Entrepreneurs’ relief is also potentially available where a company ceases to trade (such as where it disposes of its business), the conditions above are met in the one year period up to the cessation and the shares in the company are disposed of within 3 years of the date of cessation.  Such a disposal could be via a company liquidation, but the impact of the anti-phoenixing rules and the transactions in securities legislation needs to be considered in such circumstances.

Where shares are acquired by the exercise of an Enterprise Management Incentive (‘EMI’) option, there is no requirement that the company must be the shareholder’s personal company for entrepreneurs’ relief to be available. The date that the option was granted must be at least one year before the disposal (or cessation of trade) and throughout that year the trading/holding company and officer/employee requirements must be met.

Potential problem areas

There are several potential areas where problems can and do arise with entrepreneurs’ relief claims.

Need to be an officer or an employee – this is often overlooked by shareholders who do not have a day to day involvement in the company’s trade, or by family shareholders who would otherwise qualify.  No relief is available if this condition is not met.

The trading requirement – the company (or group) must be carrying on a trade.  The legislation defines a trading company as a company which carries on trading activities and which does not carry on other activities to a substantial extent.  This means, for example, that shares in a property investment company will not qualify for entrepreneurs’ relief.  A particular difficulty may arise with companies which are carrying on a trade but which are either holding significant surplus cash or have made investments with such cash.  Such circumstances need to be considered carefully on a case by case basis to determine if entrepreneurs’ relief may be available.  It is possible that the holding of cash on deposit does not amount to an activity and thus may not prevent entrepreneurs’ relief from being available especially if the cash has merely been retained for future use in the trade.
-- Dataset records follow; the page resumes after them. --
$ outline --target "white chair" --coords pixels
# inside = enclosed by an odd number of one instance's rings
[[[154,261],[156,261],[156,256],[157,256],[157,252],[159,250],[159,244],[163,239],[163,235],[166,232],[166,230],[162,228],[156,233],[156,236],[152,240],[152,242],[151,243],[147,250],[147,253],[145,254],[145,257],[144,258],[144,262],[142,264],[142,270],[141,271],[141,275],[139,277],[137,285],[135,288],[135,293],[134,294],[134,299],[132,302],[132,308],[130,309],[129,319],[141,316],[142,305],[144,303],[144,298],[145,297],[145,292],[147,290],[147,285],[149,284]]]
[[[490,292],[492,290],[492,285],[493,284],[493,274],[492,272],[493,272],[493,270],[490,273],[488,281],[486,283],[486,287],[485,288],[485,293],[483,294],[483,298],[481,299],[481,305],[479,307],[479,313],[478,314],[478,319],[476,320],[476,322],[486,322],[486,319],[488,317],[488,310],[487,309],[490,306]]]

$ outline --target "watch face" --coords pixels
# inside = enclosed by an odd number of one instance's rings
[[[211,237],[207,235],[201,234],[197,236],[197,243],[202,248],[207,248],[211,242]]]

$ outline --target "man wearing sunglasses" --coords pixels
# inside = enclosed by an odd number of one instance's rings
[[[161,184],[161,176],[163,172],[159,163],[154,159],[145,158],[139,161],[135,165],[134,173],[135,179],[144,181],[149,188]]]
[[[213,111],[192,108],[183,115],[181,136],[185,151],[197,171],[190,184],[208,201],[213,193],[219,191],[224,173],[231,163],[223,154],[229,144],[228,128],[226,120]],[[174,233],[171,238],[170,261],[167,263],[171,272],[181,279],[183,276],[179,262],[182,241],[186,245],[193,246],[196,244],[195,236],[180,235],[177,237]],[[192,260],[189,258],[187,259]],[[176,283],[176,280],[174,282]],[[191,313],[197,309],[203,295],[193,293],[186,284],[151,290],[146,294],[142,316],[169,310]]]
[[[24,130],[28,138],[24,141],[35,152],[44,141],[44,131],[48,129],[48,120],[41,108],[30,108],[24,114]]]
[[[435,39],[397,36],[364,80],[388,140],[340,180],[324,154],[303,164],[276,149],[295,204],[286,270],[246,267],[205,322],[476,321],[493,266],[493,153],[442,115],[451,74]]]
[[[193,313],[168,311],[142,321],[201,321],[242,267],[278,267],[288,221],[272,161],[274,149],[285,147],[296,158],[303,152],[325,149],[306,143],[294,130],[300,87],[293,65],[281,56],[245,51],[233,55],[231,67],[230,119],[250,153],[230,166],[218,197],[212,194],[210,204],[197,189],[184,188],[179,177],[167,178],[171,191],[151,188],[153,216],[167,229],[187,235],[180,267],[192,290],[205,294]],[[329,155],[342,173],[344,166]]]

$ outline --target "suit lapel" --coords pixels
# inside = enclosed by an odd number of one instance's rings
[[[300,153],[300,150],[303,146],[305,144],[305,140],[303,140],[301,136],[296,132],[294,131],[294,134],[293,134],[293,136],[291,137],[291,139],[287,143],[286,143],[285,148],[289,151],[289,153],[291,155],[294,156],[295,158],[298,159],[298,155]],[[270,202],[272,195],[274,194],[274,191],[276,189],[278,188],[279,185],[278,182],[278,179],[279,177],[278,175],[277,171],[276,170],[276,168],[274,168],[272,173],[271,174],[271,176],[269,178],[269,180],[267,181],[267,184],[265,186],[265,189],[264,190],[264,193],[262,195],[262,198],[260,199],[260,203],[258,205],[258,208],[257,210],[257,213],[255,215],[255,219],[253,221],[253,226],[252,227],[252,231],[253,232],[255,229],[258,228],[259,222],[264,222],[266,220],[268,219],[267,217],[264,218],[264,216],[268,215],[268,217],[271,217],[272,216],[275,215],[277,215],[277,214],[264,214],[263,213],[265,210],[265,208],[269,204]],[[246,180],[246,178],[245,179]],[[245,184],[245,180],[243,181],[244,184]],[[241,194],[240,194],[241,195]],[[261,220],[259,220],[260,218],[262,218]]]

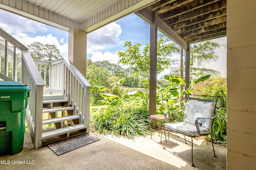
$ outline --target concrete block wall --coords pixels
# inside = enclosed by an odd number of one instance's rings
[[[256,169],[256,0],[227,9],[227,167]]]

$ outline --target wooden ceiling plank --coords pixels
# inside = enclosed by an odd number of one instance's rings
[[[223,16],[224,17],[223,17]],[[225,16],[226,17],[225,17]],[[198,16],[197,17],[197,18],[194,18],[192,20],[188,20],[182,22],[179,22],[178,23],[169,25],[169,26],[170,26],[172,29],[175,30],[182,28],[186,27],[188,26],[194,25],[198,23],[202,22],[206,22],[206,21],[211,21],[216,18],[221,20],[222,22],[226,21],[226,12],[224,12],[224,13],[221,14],[220,13],[218,13],[215,15],[213,14],[209,16],[205,15],[200,17]]]
[[[188,43],[194,43],[195,42],[199,42],[203,41],[206,41],[209,40],[211,40],[217,38],[226,36],[227,36],[227,32],[224,31],[221,32],[218,32],[218,33],[214,34],[208,35],[203,37],[197,37],[195,38],[190,39],[186,40]]]
[[[208,5],[205,8],[200,8],[188,12],[172,17],[169,18],[166,23],[167,25],[170,25],[172,24],[184,21],[187,20],[192,19],[194,18],[197,17],[198,16],[208,14],[210,15],[211,13],[214,13],[218,12],[218,11],[222,11],[226,10],[226,3],[224,1],[218,1],[213,4],[212,5]]]
[[[163,14],[168,11],[173,10],[181,6],[186,5],[196,0],[179,0],[177,2],[174,2],[171,4],[163,6],[158,9],[157,11],[158,15]]]
[[[44,0],[38,6],[43,9],[44,9],[46,6],[47,6],[49,5],[51,1],[52,1],[51,0]]]
[[[211,5],[213,3],[219,0],[196,0],[193,3],[190,3],[159,15],[161,19],[164,21],[176,16],[185,14],[189,11],[199,8],[205,7],[205,6]]]
[[[191,36],[196,34],[208,31],[211,30],[215,30],[224,27],[226,27],[226,22],[222,22],[216,24],[212,25],[210,26],[201,27],[199,28],[196,28],[194,30],[190,30],[184,32],[182,32],[180,34],[178,34],[180,37],[183,37],[186,36]]]
[[[162,0],[151,5],[150,6],[150,10],[152,11],[154,11],[158,8],[160,8],[162,6],[164,6],[176,0]]]
[[[221,28],[220,28],[216,29],[216,30],[211,30],[208,31],[204,32],[200,32],[198,34],[194,34],[192,35],[190,35],[189,36],[185,36],[182,38],[183,40],[185,41],[190,39],[196,38],[198,37],[204,37],[209,35],[214,34],[217,34],[219,32],[222,32],[225,31],[226,31],[227,28],[226,27]]]
[[[222,18],[226,18],[226,16],[222,16],[220,17],[208,20],[203,21],[194,24],[188,25],[185,27],[174,30],[177,34],[180,34],[182,32],[185,32],[190,30],[201,28],[206,26],[206,23],[207,26],[210,26],[215,24],[221,23],[224,22],[226,22],[226,20],[223,19]]]

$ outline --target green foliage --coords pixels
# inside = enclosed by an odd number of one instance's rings
[[[149,78],[150,66],[150,44],[146,44],[142,53],[140,50],[141,44],[135,43],[132,44],[130,42],[127,41],[124,43],[124,47],[127,47],[126,52],[120,51],[118,54],[121,59],[119,63],[124,65],[130,65],[137,73],[138,75],[142,79],[146,80],[146,84],[148,84]],[[164,39],[160,39],[157,43],[157,74],[158,74],[169,66],[170,59],[165,56],[170,51],[176,50],[174,44],[164,44]]]
[[[114,106],[120,104],[122,106],[122,103],[123,97],[122,96],[120,98],[118,95],[113,94],[113,93],[114,90],[117,88],[125,80],[125,79],[124,78],[119,80],[116,82],[114,86],[110,89],[109,89],[106,87],[100,86],[93,86],[90,87],[90,90],[96,90],[99,91],[107,91],[108,92],[108,93],[99,93],[99,94],[104,98],[103,100],[98,101],[100,103]]]
[[[133,139],[148,134],[149,116],[148,107],[129,106],[108,107],[92,111],[90,124],[93,129],[103,135],[111,134]]]
[[[213,96],[220,89],[222,89],[224,92],[224,95],[220,95],[217,105],[217,108],[226,107],[226,78],[214,77],[205,81],[202,83],[198,84],[197,87],[194,88],[194,92],[196,94],[204,94]]]
[[[205,41],[198,46],[194,45],[190,50],[190,65],[193,65],[194,58],[196,58],[199,62],[203,60],[206,62],[212,60],[216,61],[218,56],[215,50],[220,46],[219,43],[209,41]]]
[[[213,139],[214,142],[226,144],[227,108],[226,78],[215,77],[199,85],[194,91],[197,94],[218,95],[216,118],[212,126]],[[206,137],[209,139],[209,137]]]
[[[192,82],[189,88],[186,90],[178,90],[179,86],[174,86],[175,85],[183,85],[186,86],[185,81],[182,78],[176,76],[164,76],[164,79],[169,80],[170,83],[166,87],[158,87],[158,90],[156,96],[156,104],[158,106],[157,112],[158,113],[163,114],[166,110],[178,110],[182,107],[183,96],[185,95],[191,94],[193,90],[191,88],[192,85],[205,81],[210,78],[210,75],[208,75],[198,78]],[[182,121],[183,113],[174,112],[171,118],[171,120]]]

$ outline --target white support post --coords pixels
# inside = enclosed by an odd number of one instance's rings
[[[185,83],[186,84],[186,89],[189,88],[189,80],[190,78],[190,45],[188,44],[188,50],[186,50],[186,65],[185,69]]]
[[[8,54],[7,54],[8,43],[7,40],[5,40],[5,43],[4,45],[4,74],[5,76],[8,77],[8,63],[9,62],[9,58],[8,57]]]
[[[18,58],[16,56],[16,47],[13,47],[13,64],[12,65],[12,80],[17,81],[18,80]]]

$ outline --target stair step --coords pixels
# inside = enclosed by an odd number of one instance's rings
[[[79,119],[81,117],[80,116],[70,115],[66,116],[61,117],[60,118],[52,118],[51,119],[43,120],[43,125],[49,124],[50,123],[57,123],[63,122],[66,120],[72,120],[73,119]]]
[[[63,108],[53,108],[47,109],[43,109],[44,113],[51,113],[52,112],[56,112],[59,111],[74,110],[75,108],[73,107],[64,107]]]
[[[43,100],[53,100],[66,99],[66,96],[55,94],[44,94],[43,96]]]
[[[68,102],[68,100],[67,99],[51,100],[44,100],[43,101],[43,103],[44,104],[46,103],[61,103],[63,102]]]
[[[60,128],[55,130],[50,131],[42,133],[42,138],[39,138],[40,140],[46,139],[61,134],[67,133],[68,132],[75,131],[82,129],[86,128],[87,126],[84,125],[83,124],[78,124],[66,127],[65,128]]]

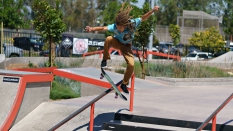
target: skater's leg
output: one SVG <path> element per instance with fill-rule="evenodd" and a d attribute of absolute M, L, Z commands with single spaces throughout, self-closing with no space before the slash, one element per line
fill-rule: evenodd
<path fill-rule="evenodd" d="M 119 49 L 119 46 L 122 45 L 122 43 L 120 43 L 116 38 L 112 37 L 112 36 L 108 36 L 105 39 L 104 42 L 104 53 L 103 53 L 103 60 L 109 60 L 110 58 L 110 54 L 108 52 L 110 47 L 113 47 L 115 49 Z"/>
<path fill-rule="evenodd" d="M 124 45 L 124 48 L 121 48 L 121 52 L 125 58 L 126 64 L 127 64 L 127 68 L 124 74 L 124 79 L 123 79 L 123 84 L 128 85 L 129 83 L 129 79 L 131 78 L 133 71 L 134 71 L 134 55 L 133 55 L 133 51 L 132 51 L 132 45 L 131 44 L 127 44 Z"/>

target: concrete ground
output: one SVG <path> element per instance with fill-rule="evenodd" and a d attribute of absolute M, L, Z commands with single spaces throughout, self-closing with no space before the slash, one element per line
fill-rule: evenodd
<path fill-rule="evenodd" d="M 96 74 L 92 70 L 86 72 L 86 75 L 99 77 L 99 73 Z M 108 73 L 114 75 L 114 80 L 123 77 L 120 74 Z M 103 122 L 113 120 L 115 112 L 203 122 L 232 93 L 232 85 L 174 86 L 160 81 L 136 79 L 134 111 L 128 111 L 129 101 L 125 102 L 120 98 L 115 99 L 115 95 L 110 93 L 95 104 L 94 130 L 101 130 Z M 96 96 L 44 102 L 13 126 L 11 131 L 48 130 Z M 129 95 L 127 97 L 129 99 Z M 233 125 L 232 108 L 233 101 L 230 101 L 217 115 L 218 124 Z M 87 131 L 89 116 L 90 108 L 61 126 L 58 131 Z"/>

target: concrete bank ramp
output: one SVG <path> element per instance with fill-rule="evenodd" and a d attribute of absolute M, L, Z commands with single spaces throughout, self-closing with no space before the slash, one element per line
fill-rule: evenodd
<path fill-rule="evenodd" d="M 0 69 L 0 131 L 49 100 L 51 74 Z"/>

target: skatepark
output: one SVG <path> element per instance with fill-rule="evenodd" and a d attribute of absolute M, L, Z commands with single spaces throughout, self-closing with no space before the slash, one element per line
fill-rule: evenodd
<path fill-rule="evenodd" d="M 232 52 L 226 53 L 206 63 L 210 65 L 232 67 Z M 95 56 L 92 56 L 95 57 Z M 86 59 L 93 59 L 92 57 Z M 98 56 L 95 61 L 100 63 Z M 114 58 L 114 57 L 113 57 Z M 122 58 L 115 58 L 121 61 Z M 84 64 L 90 65 L 90 61 Z M 10 131 L 42 131 L 50 130 L 90 101 L 96 99 L 102 92 L 108 90 L 105 79 L 100 80 L 100 69 L 97 65 L 83 68 L 52 69 L 54 75 L 79 79 L 91 92 L 98 91 L 80 98 L 51 101 L 48 98 L 51 74 L 31 71 L 0 70 L 1 79 L 18 78 L 19 82 L 4 82 L 1 80 L 0 96 L 1 130 L 8 127 Z M 106 71 L 115 83 L 120 81 L 122 74 Z M 48 79 L 28 79 L 29 77 Z M 24 85 L 20 85 L 24 83 Z M 132 85 L 133 84 L 133 85 Z M 104 87 L 102 88 L 101 85 Z M 58 131 L 87 131 L 90 116 L 94 115 L 93 130 L 195 130 L 221 105 L 221 111 L 216 118 L 216 130 L 232 130 L 233 113 L 232 99 L 233 78 L 152 78 L 146 80 L 135 78 L 130 86 L 134 92 L 125 95 L 128 101 L 115 99 L 114 91 L 104 94 L 78 115 L 61 125 Z M 7 90 L 6 90 L 7 88 Z M 21 91 L 23 90 L 23 91 Z M 35 93 L 36 92 L 36 93 Z M 40 93 L 38 93 L 40 92 Z M 35 94 L 33 94 L 35 93 Z M 9 94 L 9 95 L 5 95 Z M 39 95 L 40 94 L 40 95 Z M 21 96 L 21 97 L 19 97 Z M 21 100 L 19 100 L 21 98 Z M 228 99 L 229 98 L 229 99 Z M 227 101 L 226 101 L 227 100 Z M 225 102 L 226 101 L 226 102 Z M 133 106 L 131 106 L 133 103 Z M 225 105 L 225 103 L 227 103 Z M 9 124 L 10 123 L 10 124 Z M 211 130 L 212 121 L 206 129 Z M 213 127 L 212 127 L 213 128 Z"/>

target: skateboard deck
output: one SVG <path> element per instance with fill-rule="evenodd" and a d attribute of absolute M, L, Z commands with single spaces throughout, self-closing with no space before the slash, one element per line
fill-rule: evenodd
<path fill-rule="evenodd" d="M 127 98 L 118 90 L 116 84 L 112 81 L 112 79 L 108 76 L 108 74 L 104 71 L 103 68 L 101 68 L 101 76 L 100 79 L 103 79 L 103 77 L 105 77 L 107 79 L 107 81 L 112 85 L 113 89 L 116 91 L 116 97 L 117 95 L 120 96 L 121 99 L 127 101 Z"/>

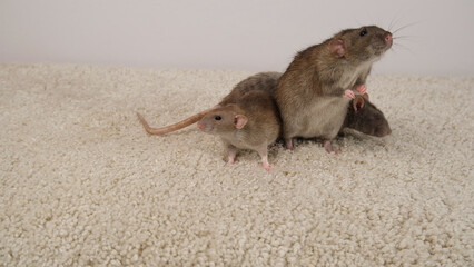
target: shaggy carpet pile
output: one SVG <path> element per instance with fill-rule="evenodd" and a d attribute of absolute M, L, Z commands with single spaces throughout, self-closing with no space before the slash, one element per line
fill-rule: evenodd
<path fill-rule="evenodd" d="M 226 165 L 234 70 L 0 65 L 0 266 L 474 266 L 474 77 L 373 75 L 393 134 Z"/>

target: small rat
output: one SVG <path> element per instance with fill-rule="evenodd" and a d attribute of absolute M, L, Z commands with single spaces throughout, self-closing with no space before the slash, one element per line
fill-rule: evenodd
<path fill-rule="evenodd" d="M 355 96 L 355 99 L 350 101 L 339 134 L 343 128 L 350 128 L 375 137 L 384 137 L 392 134 L 384 113 L 368 101 L 367 93 L 364 93 L 364 97 Z"/>
<path fill-rule="evenodd" d="M 263 167 L 271 170 L 268 145 L 279 137 L 280 119 L 269 92 L 243 92 L 235 102 L 221 105 L 206 113 L 199 120 L 198 128 L 221 138 L 229 164 L 235 162 L 237 149 L 251 149 L 260 155 Z"/>
<path fill-rule="evenodd" d="M 328 152 L 344 123 L 353 90 L 365 92 L 372 65 L 392 47 L 392 33 L 376 26 L 347 29 L 295 56 L 278 81 L 275 99 L 286 148 L 293 138 L 322 137 Z"/>
<path fill-rule="evenodd" d="M 145 120 L 144 116 L 137 112 L 138 119 L 140 120 L 141 125 L 144 126 L 145 130 L 150 135 L 165 135 L 169 134 L 171 131 L 176 131 L 179 129 L 182 129 L 185 127 L 188 127 L 197 121 L 199 121 L 206 113 L 209 111 L 213 111 L 217 108 L 221 108 L 228 103 L 236 103 L 246 92 L 253 91 L 253 90 L 264 90 L 269 93 L 273 93 L 277 82 L 278 78 L 282 76 L 280 72 L 259 72 L 256 75 L 253 75 L 248 77 L 247 79 L 241 80 L 238 82 L 234 89 L 224 97 L 224 99 L 215 107 L 204 110 L 199 113 L 196 113 L 185 120 L 181 120 L 177 123 L 161 127 L 161 128 L 152 128 L 148 125 L 148 122 Z"/>

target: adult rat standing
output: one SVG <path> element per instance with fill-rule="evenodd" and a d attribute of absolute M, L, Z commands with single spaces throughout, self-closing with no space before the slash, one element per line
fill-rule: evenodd
<path fill-rule="evenodd" d="M 288 149 L 293 138 L 324 138 L 326 151 L 338 152 L 337 136 L 356 90 L 365 92 L 372 65 L 392 47 L 392 33 L 376 26 L 347 29 L 298 52 L 275 91 Z"/>

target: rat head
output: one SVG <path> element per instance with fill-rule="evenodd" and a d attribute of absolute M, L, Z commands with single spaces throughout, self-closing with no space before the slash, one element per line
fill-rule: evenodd
<path fill-rule="evenodd" d="M 235 130 L 243 129 L 248 122 L 247 116 L 238 108 L 230 103 L 209 111 L 198 122 L 198 128 L 207 134 L 229 134 Z"/>
<path fill-rule="evenodd" d="M 367 95 L 365 96 L 366 98 L 356 96 L 350 101 L 344 127 L 369 136 L 384 137 L 391 135 L 392 129 L 384 113 L 368 101 Z"/>
<path fill-rule="evenodd" d="M 393 43 L 392 33 L 376 26 L 347 29 L 335 34 L 329 48 L 337 58 L 349 62 L 374 62 L 387 51 Z"/>

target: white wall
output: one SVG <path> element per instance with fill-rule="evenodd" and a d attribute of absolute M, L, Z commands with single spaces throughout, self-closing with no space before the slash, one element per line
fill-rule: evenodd
<path fill-rule="evenodd" d="M 0 62 L 283 71 L 374 23 L 408 26 L 375 72 L 474 76 L 472 0 L 0 0 Z"/>

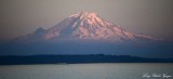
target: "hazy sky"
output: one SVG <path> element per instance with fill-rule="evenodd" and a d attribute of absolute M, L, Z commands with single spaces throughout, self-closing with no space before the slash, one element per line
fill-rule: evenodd
<path fill-rule="evenodd" d="M 130 31 L 173 40 L 173 0 L 1 0 L 0 40 L 48 29 L 83 10 Z"/>

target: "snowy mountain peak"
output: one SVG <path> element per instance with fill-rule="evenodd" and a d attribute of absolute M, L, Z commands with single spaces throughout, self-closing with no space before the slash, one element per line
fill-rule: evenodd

However, the holding of investments could amount to a non-trading activity, thus jeopardising entrepreneurs’ relief, particularly if the company managed the investments itself.

Shareholding ‘dilution’ problem – shareholders must hold at least 5% of the ordinary share capital and 5% of the voting rights. However, problems can arise where shareholders have been diluted by other classes of ‘ordinary’ shares. Unexpected dilution can arise in a number of other ways, for example, as a result of the exercise of employee share options. As above, the definition of ‘ordinary share capital’ is extremely wide and variable rate preference shares constitute ‘ordinary shares’ for entrepreneurs’ relief purposes. Where the company has more than one class of shares, the owner managers/key shareholders should regularly monitor their shareholdings to ensure they have not been diluted below the critical 5% ordinary share capital/voting rights threshold.

Share exchanges – often, when shares are sold in a private company, part of the consideration may be shares in the acquirer.  Such share exchanges, if structured appropriately, result in no capital gain on the share exchange with the new shares being treated as acquired at the same time and for the same price as the original shares.  A difficulty may come when these new shares are sold, as the entrepreneurs’ relief conditions may not apply to this sale.  In these circumstances, the legislation allows for an election to be made to treat the share exchange as taxable, with entrepreneurs’ relief thus potentially available.  This election may accelerate the timing of tax payments, with potential cashflow issues, but can reduce the overall amount of capital gains tax ultimately payable.

Possible future developments

The Treasury has recently released a consultation document setting out proposals which aim to ensure that individuals who no longer hold a 5% interest in a company, due to a dilution caused by the company issuing shares to raise capital for its trade, may still be entitled to claim entrepreneurs’ relief.  Whilst these proposals are not yet law, and may indeed be amended, the intention is for these new rules to take effect from 6 April 2019.  The proposed changes will not fully address the dilution problem as set out above.